Atlas Copco reported a weaker 3Q24 result with orders down 1%, revenue down 3% to SEK43b and adjusted operating profits down 7% to SEK9.4b. As seen in the graph above, Atlas Copco continues to experience modest order growth following a significant ramp in 2021 driven by share gains, pricing and robust end market growth.
The business is high-quality, but remains cyclical and exposed to capital budgets. End-markets such as electric vehicles and the general processing industry have begun to slow purchasing due to geopolitical tensions and the US election. With Atlas Copco largely up to date in its order backlog, the near-term revenue outlook is expected to remain weaker. Management notes that “customer activity will weaken somewhat”, which indicates that the next year could likely be another transition year.
Given its decentralised operations, Atlas Copco has moved quickly to rightsize its cost base within certain sectors including Vacuum and Industrial Technique.

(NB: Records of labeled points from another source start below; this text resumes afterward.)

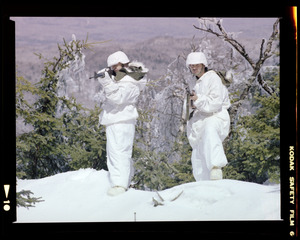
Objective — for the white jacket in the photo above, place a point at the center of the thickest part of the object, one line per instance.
(121, 97)
(213, 102)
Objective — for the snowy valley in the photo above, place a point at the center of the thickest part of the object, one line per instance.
(80, 196)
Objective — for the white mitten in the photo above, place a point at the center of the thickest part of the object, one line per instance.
(106, 80)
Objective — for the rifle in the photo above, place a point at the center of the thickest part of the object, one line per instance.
(96, 75)
(189, 104)
(102, 74)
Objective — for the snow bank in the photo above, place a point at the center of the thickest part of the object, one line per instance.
(80, 196)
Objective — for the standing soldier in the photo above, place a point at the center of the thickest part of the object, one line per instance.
(210, 121)
(122, 82)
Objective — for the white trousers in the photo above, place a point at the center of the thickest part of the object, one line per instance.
(206, 135)
(119, 143)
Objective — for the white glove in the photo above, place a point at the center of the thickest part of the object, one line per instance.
(106, 80)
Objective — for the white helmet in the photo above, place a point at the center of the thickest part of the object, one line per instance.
(117, 57)
(196, 58)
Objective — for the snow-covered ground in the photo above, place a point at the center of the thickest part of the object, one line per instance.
(80, 196)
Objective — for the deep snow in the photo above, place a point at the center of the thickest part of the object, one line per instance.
(80, 196)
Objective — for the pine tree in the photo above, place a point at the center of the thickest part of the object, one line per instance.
(254, 150)
(65, 136)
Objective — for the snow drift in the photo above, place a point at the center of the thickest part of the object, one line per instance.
(80, 196)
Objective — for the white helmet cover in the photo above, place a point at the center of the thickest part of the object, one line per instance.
(117, 57)
(196, 58)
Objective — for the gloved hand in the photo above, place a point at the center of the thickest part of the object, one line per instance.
(106, 80)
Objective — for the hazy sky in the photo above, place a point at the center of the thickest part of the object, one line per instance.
(43, 30)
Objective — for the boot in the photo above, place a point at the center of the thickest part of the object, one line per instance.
(116, 190)
(216, 174)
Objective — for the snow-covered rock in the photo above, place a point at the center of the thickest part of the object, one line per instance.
(81, 196)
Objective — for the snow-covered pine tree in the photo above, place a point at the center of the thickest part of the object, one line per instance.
(64, 135)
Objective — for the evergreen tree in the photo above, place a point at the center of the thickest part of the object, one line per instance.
(254, 149)
(65, 136)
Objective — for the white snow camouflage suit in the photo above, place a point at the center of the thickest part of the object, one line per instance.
(119, 116)
(209, 125)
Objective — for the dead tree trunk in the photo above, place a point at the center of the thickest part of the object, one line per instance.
(214, 26)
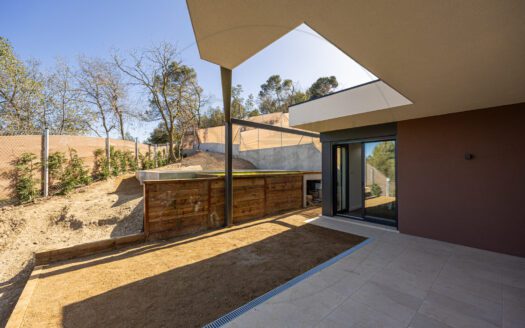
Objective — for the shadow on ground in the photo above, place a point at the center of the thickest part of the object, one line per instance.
(11, 290)
(195, 294)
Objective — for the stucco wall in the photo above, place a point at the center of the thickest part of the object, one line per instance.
(478, 202)
(306, 157)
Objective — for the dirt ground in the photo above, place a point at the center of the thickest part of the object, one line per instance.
(102, 210)
(184, 282)
(99, 211)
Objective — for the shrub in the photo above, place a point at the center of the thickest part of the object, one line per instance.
(74, 175)
(146, 162)
(375, 190)
(25, 183)
(100, 169)
(120, 162)
(55, 166)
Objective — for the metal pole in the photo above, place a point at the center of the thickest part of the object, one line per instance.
(108, 153)
(226, 79)
(137, 150)
(45, 163)
(155, 154)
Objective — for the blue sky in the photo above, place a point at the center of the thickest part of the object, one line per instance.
(45, 30)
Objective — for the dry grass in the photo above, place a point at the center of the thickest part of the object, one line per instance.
(185, 282)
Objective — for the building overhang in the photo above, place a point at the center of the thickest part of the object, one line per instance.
(323, 113)
(445, 56)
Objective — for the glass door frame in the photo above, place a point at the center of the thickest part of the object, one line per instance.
(363, 216)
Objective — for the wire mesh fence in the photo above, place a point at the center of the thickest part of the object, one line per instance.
(37, 163)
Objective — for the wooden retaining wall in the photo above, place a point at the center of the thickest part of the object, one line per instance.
(178, 207)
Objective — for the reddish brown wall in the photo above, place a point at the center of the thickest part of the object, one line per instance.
(479, 202)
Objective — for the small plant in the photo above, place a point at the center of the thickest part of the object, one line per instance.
(120, 162)
(23, 179)
(55, 164)
(146, 162)
(101, 168)
(375, 190)
(75, 175)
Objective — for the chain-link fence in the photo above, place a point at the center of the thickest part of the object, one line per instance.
(37, 163)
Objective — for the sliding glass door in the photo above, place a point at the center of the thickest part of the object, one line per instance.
(365, 181)
(380, 180)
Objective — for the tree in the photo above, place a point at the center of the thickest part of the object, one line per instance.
(383, 158)
(322, 87)
(65, 110)
(159, 135)
(277, 95)
(175, 96)
(116, 92)
(21, 96)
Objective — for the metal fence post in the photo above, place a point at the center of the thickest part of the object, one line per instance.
(155, 155)
(137, 150)
(45, 163)
(108, 153)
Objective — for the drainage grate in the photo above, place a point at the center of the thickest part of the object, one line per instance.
(253, 303)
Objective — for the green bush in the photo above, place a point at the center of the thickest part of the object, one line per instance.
(120, 162)
(25, 183)
(100, 169)
(375, 190)
(75, 175)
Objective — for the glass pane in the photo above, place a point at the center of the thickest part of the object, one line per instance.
(380, 177)
(341, 178)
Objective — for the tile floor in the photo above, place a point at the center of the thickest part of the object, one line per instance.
(399, 280)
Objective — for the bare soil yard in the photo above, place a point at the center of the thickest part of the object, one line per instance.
(101, 210)
(184, 282)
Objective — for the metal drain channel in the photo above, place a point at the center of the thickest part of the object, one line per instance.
(253, 303)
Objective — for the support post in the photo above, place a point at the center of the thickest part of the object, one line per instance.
(137, 150)
(226, 79)
(155, 155)
(45, 163)
(108, 153)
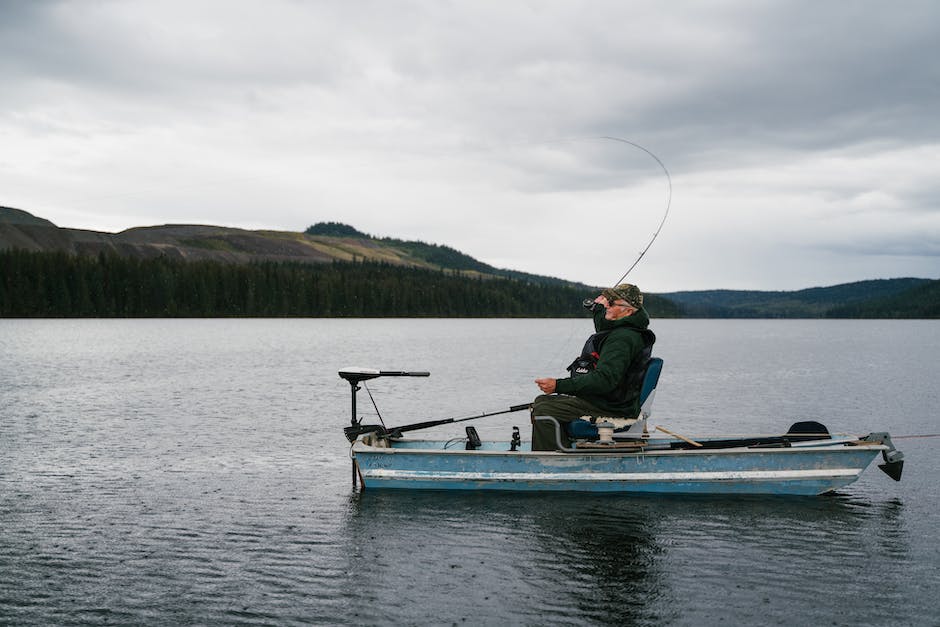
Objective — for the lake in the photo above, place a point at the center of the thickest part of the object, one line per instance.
(195, 472)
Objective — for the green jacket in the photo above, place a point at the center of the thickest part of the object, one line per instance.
(622, 346)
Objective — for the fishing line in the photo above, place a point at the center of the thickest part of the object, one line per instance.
(665, 213)
(668, 206)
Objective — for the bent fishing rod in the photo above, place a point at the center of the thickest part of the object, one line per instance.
(668, 202)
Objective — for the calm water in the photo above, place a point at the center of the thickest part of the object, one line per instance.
(195, 472)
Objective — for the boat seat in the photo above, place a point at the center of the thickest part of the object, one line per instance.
(586, 430)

This should help protect margins against lower volumes, a higher contribution from dilutive M&A and currency effects. The margin pressures were discussed broadly in our July investment write-up here, and is now largely reflected in consensus numbers.
While Atlas Copco innovates and remains well positioned for long-term growth, the company faces multiple near-term headwinds. And with the business trading on a forward P/E of 28x, with 7% organic earnings growth, there are better opportunities elsewhere.